RNA-seq and data analysis
After single-cell isolation by mSCP, cDNA synthesis and amplification (SMART-Seq v4 Ultra Low Input RNA Kit), cDNA purification (Agencourt AMPure XP Kit), and cDNA library synthesis (Nextera XT DNA Library Prep Kit) was implemented according to the manufacturer’s instructions. All libraries were sequenced on a HiSeq 2500 (Illumina) platform. 100 bp paired end short reads were generated for subsequent Bioinformatics analysis. The bulk and single cell RNA-seq paired-end reads were mapped to human reference genome (hg19) using Tophat225. The quality of reads was estimated using FastQC (http://www.bioinformatics.babraham.ac.uk/projects/fastqc/) and the numbers of transcripts with FPKM (fragments per kilobase of exon per million reads) were calculated from the cufflinks26 and CummeRbund (http://compbio.mit.edu/cummeRbund/) pipelines27. A scaling scatter plot was to show the relationship between all pairs of genes using R “ggplot2” package28.

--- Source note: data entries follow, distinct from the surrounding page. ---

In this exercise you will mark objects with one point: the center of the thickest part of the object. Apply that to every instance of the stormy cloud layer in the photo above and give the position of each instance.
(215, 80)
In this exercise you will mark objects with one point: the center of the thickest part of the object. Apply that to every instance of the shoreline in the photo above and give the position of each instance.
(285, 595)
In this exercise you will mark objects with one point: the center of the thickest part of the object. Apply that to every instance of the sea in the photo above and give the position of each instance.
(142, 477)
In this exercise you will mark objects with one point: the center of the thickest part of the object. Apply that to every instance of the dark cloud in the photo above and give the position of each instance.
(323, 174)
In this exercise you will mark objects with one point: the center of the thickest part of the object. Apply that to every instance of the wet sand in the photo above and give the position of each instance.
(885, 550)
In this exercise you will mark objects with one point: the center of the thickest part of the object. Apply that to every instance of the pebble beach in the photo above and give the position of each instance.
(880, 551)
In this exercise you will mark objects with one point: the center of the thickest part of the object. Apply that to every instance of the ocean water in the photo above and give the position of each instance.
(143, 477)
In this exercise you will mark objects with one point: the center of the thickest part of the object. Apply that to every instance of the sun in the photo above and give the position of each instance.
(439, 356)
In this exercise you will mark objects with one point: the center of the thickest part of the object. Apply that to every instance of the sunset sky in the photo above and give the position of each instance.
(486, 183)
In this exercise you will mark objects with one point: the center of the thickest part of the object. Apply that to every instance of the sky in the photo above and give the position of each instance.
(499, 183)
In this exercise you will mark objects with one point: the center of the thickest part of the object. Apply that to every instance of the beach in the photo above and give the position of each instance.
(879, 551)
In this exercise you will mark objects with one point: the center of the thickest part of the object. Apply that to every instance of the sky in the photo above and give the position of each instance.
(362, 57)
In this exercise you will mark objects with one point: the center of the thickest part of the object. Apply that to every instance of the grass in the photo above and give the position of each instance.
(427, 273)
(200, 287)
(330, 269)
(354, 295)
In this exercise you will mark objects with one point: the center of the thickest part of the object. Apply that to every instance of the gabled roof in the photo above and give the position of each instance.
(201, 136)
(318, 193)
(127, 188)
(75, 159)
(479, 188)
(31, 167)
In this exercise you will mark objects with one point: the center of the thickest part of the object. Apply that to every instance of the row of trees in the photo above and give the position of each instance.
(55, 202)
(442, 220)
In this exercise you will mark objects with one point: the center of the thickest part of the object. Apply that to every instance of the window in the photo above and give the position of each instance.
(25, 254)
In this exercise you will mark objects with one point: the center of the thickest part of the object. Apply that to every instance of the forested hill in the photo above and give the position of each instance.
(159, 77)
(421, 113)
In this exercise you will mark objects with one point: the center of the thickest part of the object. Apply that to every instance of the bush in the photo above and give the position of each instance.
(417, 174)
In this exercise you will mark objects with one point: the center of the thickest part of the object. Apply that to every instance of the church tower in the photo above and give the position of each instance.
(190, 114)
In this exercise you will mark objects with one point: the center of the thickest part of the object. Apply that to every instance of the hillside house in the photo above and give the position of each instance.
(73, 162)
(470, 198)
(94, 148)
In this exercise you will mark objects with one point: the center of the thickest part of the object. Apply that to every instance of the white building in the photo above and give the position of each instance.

Acquisition of images and movies
Bright-field and fluorescence images were obtained by EVOS FL imaging system and T3i Canon camera. Movies were filmed by EVOS FL Auto imaging system and the T3i Canon camera.
Results and discussion
The mSCP consists of three modular components: SCP-Tip, ADP-Tips (-P ADP-Tip and +P ADP-Tip), and ADP (Figure 1). In particular, both ADP and ADP-Tips are commercially available. Therefore, these modular components can be easily assembled, disassembled, and reassembled. The key part of mSCP is the SCP-Tip mainly containing a Y-bifurcation microchannel for fluid pressure transmission and a microscale hook29 within the straight microchannel for single-cell capture (Figure 1A and Figures S1–S2). The SCP-Tip was designed using AutoCAD and fabricated by photolithography and polydimethylsiloxane (PDMS) molding techniques. On the top surface of SCP-Tip, two 60 degree ports (-P port and +P port with 1.5 mm in diameter and 5 mm in length) were created for the convenient insertion of two commercially available ADP-Tips (Figure 1B, upper left). Specifically, an empty ADP-Tip is inserted into the –P port as –P ADP-Tip and an ADP-Tip filled with 100 μL cell-free liquids, such as cell culture media or phosphate-buffered saline (PBS), is inserted into the +P port as +P ADP-Tip (Figure 1B, bottom right). The maximum outside diameter of the inserted ADP-Tips (2 mm) is a little larger than the diameter of pressure port (1.5 mm). Therefore, due to excellent elasticity of PDMS, interfaces between SCP-Tip and ADP-Tips are well sealed without leakage of gasses and liquids. By connecting the ADP with different ADP-Tips, the gentle pressure control, including negative pressure (-P) for single-cell capture and positive pressure (+P) for single-cell release, can be respectively achieved (Figure 1C). In detail, only the –P will be applied by connecting the ADP with the -P ADP-Tip (empty) and only the +P will be applied by connecting the ADP with the +P ADP-Tip (containing cell-free liquid). After completion of assembly of mSCP, the gas in the Y-bifurcation microchannel is easily replaced with the cell-free liquid by applying 200 μL volume of +P. As a result, a small volume of liquid will flow out and form a submicroliter droplet at the end of SCP-Tip.
Figure 1.
Assembly of modular Single-Cell Pipette (mSCP). (A) The SCP-Tip mainly contains a Y-bifurcation microchannel and a hook. (B) The mSCP consists of ADP, ADP-Tips, and SCP-Tip. The PDMS SCP-Tip contains two 60 degree ports (upper left) which are well compatible with common ADP-Tips (bottom right). The –P port is connected with an empty ADP-Tip and the +P port is connected with an ADP-Tip filled with 100 μL liquids such as cell culture media or PBS. (C) Applying ADP to generate negative pressure (-P) for single-cell capture and positive pressure (+P) for single-cell release, respectively. Insets showing schematic diagrams of cell flow paths.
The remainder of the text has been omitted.